Apertava a gravata, de cor só , lisa , discreta. Escura. Azul quase sempre. Ainda «sonolava,» mas já sentia o dia a respirar. Ainda estava á procura das chaves e já se sentia no caminho. O mesmo caminho de vinte anos numa ida e vinda rotineira, vezes de comboio, quase sempre de carro. Gostava desse momento. Era o seu momento. Era a parte do dia que era só dele. Trabalhava numa cidade costeira, dormia noutra rodeada de serras. Gostava de ambas e detestava-as em igual medida. Quando estava na sua cidade de trabalho só pensava na ida. Na serrana o mesmo. Estivesse onde estivesse era um insatisfeito irrequieto. Não tinha raízes por isso se sentia livre de amar e de odiar a seu belo prazer, os sítios que pisava. O pai chamava-lhe vagabundo. Ele sentia-se um tuaregue cosmopolita. Alimentava um impulso constante para a fuga, escondida numa necessidade doentia da descoberta. ( quantas vezes visitava uma cidade só da janela do hotel? E no entanto, ali defronte da cidade-nova tinha a sensação clara que ia em descoberta de novos cheiros, de novas gentes . Vezes havia que andava pelas ruas até se cansar, até não saber voltar, só para ter a sensação de se sentir perdido e de mergulhar na aventura de encontrar o seu caminho. Fazia isso em tudo na vida…provocar a sensação de descoberta, mesmo das coisas mais simples…era assim que se maravilhava…
( Muito bonito sim senhor, mas por isso, atrofiava a memória, qualquer dia é obrigado a descobrir como se respira…já faltou mais, e quando isso acontecer, adeus Vasco, ficarás preso na tua própria teia, trucidado pela estúpida obsessão de quereres inventar o mundo)
…mas afinal o que é que pretendes contar…as confissões de Vasco? Isso tem algum interesse? Como é que a história de alguém que se julga um tuaregue solitário, a viver num cidade de província pode ter interesse algum? Nem para o próprio!)
( Vamos lá a ver se nos entendemos, ó narrador de tigela inteira, ou contas tu ou conto eu. Os dois é que não dá. O Vasco é coisa minha, a história dele é coisa tua, limita-te a contá-la.

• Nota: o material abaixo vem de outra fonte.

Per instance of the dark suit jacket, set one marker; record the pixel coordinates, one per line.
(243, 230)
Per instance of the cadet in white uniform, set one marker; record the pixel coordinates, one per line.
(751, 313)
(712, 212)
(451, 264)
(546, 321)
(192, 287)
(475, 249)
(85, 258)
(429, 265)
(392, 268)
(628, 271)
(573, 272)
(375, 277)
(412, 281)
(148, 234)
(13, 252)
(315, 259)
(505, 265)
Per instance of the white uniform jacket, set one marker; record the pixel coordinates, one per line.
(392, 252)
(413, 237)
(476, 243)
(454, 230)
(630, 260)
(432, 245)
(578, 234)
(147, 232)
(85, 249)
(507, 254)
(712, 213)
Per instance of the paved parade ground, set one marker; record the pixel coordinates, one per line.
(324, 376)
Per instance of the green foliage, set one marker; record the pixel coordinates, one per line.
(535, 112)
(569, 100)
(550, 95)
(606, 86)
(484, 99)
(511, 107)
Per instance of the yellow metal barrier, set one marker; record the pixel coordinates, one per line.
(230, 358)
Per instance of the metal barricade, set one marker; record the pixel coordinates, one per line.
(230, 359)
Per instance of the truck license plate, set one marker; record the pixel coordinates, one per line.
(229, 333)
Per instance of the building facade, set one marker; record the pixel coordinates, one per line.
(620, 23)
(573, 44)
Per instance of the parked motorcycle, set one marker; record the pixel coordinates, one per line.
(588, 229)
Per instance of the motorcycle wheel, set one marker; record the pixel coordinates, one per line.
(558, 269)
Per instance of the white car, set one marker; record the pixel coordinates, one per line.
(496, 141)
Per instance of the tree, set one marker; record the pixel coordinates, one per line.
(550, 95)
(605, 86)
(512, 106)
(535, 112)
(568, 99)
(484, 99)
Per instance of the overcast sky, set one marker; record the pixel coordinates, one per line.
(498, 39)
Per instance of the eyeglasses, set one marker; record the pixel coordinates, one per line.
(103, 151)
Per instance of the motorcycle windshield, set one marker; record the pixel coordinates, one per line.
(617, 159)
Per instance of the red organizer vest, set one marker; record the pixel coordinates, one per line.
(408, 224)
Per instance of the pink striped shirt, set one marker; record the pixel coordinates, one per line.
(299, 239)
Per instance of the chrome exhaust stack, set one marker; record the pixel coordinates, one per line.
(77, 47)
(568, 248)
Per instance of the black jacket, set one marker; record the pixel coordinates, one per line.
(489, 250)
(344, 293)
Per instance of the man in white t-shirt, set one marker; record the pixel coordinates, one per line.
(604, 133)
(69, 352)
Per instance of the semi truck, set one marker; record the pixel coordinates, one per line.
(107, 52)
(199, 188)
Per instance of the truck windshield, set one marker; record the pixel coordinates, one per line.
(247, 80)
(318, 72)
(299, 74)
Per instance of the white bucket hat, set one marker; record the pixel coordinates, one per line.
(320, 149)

Deixa que ela seja o teu próprio ar, pois só existes enquanto contador, já eu habito-me nele e com ou sem história sou obrigado a ver porque lhe sinto as lágrimas e porque lhe vivo nos olhos)
…Fechou a porta. Nunca à chave. Apenas no trinco. Mania ou crença de menino, pois acreditava que se fechasse apenas no trinco era obrigado a voltar, nem que fosse só para a fechar a sete voltas.